- Dash Point Location within the state of Washington
- Coordinates: 47°18′56″N 122°25′24″W﻿ / ﻿47.31556°N 122.42333°W
- Country: United States
- State: Washington
- County: Pierce

Area
- • Total: 0.64 sq mi (1.7 km^{2})
- Elevation: 266 ft (81 m)
- Time zone: UTC-8 (Pacific (PST))
- • Summer (DST): UTC-7 (PDT)
- ZIP codes: 98422
- Area code: 253
- GNIS feature ID: 2584965

= Dash Point, Washington =

Unincorporated community in Washington, United States

Dash Point is an unincorporated community in Pierce County, Washington, United States. As of the 2020 census, Dash Point had a population of 963. Dash Point is a residential area surrounded by Puget Sound to the north, Dash Point State Park to the east, and the city of Tacoma to the south and west. Dash Point is located across Commencement Bay from downtown Tacoma.

Dash Point relies entirely on Tacoma for city services, and lacks a town center of its own. Although Dash Point is located in Pierce County, Dash Point State Park is located in neighboring King County.

==History==
Prior to being known as Dash Point the area was known as lson Landing, Fairview Beach, and Woodstock Beach. The origin of the name Dash Point is unclear. The area was named Dash Point on official maps by 1877.
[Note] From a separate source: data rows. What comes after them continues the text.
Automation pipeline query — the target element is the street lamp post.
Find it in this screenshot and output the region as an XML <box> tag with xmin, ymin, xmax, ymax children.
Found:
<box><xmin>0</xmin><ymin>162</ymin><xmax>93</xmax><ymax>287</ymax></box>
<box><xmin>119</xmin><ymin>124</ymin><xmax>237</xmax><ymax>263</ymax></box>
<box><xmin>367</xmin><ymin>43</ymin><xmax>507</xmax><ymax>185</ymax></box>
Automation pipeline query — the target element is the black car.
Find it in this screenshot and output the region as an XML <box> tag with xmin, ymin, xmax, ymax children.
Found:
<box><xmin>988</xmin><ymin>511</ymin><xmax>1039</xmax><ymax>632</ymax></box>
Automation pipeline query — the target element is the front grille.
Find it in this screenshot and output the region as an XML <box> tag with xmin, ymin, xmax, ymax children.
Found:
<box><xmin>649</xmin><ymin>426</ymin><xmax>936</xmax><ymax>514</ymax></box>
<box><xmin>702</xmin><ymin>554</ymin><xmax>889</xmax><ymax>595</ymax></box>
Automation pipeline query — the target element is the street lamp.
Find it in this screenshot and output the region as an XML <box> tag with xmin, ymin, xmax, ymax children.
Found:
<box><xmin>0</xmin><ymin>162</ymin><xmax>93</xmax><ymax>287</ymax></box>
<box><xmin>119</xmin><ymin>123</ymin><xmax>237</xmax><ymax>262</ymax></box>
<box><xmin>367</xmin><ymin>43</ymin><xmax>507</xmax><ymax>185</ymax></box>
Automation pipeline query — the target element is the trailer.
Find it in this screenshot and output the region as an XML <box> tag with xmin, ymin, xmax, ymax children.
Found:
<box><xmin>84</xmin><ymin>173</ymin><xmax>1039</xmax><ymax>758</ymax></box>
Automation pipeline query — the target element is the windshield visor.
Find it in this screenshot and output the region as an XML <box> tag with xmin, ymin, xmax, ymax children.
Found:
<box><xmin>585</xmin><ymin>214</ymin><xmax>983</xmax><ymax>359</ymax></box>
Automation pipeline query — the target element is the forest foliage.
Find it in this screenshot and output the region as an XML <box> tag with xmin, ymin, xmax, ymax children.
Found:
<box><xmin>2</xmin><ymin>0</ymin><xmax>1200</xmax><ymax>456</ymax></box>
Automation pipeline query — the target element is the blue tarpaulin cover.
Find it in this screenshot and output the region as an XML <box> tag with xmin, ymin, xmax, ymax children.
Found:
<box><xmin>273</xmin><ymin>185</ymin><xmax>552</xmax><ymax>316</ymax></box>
The land was sold by the McLeod family to the State of Washington in the late 1940s for use as a park. The park was dedicated and developed in 1962 for the Seattle World's Fair.

==Demographics==

Dash Point first appeared as a census designated place in the 2010 U.S. census.

Historical population
| Census | Pop. | Note | %± |
| 2010 | 931 |  | — |
| 2020 | 963 |  | 3.4% |
U.S. Decennial Census 2000 2010

===Racial and ethnic composition===

Dash Point CDP, Washington – Racial and ethnic composition Note: the US Census treats Hispanic/Latino as an ethnic category. This table excludes Latinos from the racial categories and assigns them to a separate category. Hispanics/Latinos may be of any race.
| Race / Ethnicity (NH = Non-Hispanic) | Pop 2010 | Pop 2020 | % 2010 | % 2020 |
|---|---|---|---|---|
| White alone (NH) | 728 | 719 | 78.20% | 74.66% |
| Black or African American alone (NH) | 16 | 21 | 1.72% | 2.18% |
| Native American or Alaska Native alone (NH) | 12 | 12 | 1.29% | 1.25% |
| Asian alone (NH) | 81 | 95 | 8.70% | 9.87% |
| Native Hawaiian or Pacific Islander alone (NH) | 4 | 2 | 0.43% | 0.21% |
| Other race alone (NH) | 1 | 9 | 0.11% | 0.93% |
| Mixed race or Multiracial (NH) | 56 | 67 | 6.02% | 6.96% |
| Hispanic or Latino (any race) | 33 | 38 | 3.54% | 3.95% |
| Total | 931 | 963 | 100.00% | 100.00% |

==Education==
The area is served by Tacoma Public Schools, a public school district. It is zoned to Browns Point Elementary School, Meeker Middle School, and Stadium High School.